One of the first principles which European societies tend to agree on is the non-commercialisation of body fluids and body parts, so no financial incentive should be given for their donation. However, the findings of the research projects involving tissue that have already been carried out could ultimately give rise to patents, and financial interests will inevitably come into play.

So one of the main challenges involves safeguarding potential donors from any pressure from interested parties. Clearly, however, this type of research means considerable costs must be covered somehow, and it seems only fair that the benefits from patents be used to help finance research.

One of the reasons biobanks are such a powerful tool is that they store tissue and link it to the clinical data of its donor – which can be done before specific research hypotheses are formulated. This represents a tremendous opportunity to gather information and provide scientific data for future hypotheses. These may be tested in a much shorter period of time, significantly shortening the time span from laboratory discovery to clinical practice.

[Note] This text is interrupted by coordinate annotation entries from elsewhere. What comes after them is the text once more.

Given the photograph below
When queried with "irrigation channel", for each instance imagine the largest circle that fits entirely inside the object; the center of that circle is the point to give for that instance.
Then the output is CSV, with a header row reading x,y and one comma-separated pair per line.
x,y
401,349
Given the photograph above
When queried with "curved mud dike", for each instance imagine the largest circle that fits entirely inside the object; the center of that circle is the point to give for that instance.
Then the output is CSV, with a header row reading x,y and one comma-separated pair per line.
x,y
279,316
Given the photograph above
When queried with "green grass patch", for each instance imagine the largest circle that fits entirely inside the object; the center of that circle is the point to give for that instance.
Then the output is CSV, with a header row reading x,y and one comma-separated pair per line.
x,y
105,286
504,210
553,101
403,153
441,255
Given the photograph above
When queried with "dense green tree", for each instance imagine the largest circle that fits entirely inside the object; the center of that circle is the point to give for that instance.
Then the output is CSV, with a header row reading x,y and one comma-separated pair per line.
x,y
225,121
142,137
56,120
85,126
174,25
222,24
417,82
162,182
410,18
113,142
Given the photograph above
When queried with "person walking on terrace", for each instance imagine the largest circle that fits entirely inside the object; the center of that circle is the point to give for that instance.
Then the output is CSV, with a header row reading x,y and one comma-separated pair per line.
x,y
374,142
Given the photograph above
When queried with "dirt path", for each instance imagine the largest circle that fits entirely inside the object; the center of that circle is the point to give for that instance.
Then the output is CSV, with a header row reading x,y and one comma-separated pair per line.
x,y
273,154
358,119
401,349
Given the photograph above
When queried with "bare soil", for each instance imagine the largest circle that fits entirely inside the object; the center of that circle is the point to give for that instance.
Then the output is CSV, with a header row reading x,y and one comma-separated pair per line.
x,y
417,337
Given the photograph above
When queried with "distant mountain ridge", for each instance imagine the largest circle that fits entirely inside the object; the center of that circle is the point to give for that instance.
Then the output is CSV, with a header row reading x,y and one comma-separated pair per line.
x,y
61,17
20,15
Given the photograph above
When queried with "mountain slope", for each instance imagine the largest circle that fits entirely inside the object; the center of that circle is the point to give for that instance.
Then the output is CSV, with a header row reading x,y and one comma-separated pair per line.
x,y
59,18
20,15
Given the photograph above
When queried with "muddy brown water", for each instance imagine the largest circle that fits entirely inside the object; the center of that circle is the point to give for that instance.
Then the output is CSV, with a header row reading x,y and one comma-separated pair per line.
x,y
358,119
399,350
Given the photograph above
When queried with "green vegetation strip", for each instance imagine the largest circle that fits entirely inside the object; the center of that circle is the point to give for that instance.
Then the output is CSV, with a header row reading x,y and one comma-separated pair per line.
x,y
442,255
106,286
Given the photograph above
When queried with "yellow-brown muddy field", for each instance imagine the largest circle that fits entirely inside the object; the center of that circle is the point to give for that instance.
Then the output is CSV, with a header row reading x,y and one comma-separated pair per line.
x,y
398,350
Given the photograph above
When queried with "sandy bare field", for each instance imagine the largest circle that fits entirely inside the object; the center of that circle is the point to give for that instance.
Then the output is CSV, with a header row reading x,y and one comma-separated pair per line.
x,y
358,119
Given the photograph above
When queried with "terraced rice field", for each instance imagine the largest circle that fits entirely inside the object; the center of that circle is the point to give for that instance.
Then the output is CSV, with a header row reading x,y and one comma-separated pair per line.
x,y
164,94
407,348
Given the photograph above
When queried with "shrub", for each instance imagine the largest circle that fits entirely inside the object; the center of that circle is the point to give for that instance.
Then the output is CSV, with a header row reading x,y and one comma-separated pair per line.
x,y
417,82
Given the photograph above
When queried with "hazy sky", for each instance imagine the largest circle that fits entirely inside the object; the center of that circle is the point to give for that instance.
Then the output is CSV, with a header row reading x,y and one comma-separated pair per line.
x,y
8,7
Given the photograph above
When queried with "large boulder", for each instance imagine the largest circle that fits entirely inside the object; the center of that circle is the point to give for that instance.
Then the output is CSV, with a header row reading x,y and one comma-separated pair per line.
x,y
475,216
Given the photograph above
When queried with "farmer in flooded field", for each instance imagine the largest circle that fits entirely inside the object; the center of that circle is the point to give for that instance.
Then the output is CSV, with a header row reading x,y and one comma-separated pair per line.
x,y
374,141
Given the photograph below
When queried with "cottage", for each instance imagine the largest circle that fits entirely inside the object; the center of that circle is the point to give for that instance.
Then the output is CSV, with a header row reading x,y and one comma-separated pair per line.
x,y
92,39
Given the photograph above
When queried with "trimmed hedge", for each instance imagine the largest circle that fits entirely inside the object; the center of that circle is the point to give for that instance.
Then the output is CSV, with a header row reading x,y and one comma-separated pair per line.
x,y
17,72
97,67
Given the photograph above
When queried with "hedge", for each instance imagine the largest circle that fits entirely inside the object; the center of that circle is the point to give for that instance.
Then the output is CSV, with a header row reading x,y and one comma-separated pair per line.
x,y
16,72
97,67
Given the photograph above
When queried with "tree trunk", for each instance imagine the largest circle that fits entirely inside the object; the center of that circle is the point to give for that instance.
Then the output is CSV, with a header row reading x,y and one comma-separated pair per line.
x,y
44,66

However, whether this is feasible depends on what kind of consent from the donor is considered ethically sound with regard to patients’ autonomy. In terms of providing maximum flexibility for future research, broad consent would appear to be essential.

Indeed, the ethical soundness of this broad consent approach, regarding specific provisions, was recently discussed in considerable depth in The Lancet.

BEYOND REFLECTION

The case of biobanks once again shows that progress in biomedical research gives rise to questions requiring ethical reflection. This should form an integral part of the new culture of research.

If societies are to solve the problem of cancer in the long run, further discussion and reflection will be required, particularly regarding the allocation of resources. The next step is to move beyond reflection, show renewed commitment and invest more in cancer research.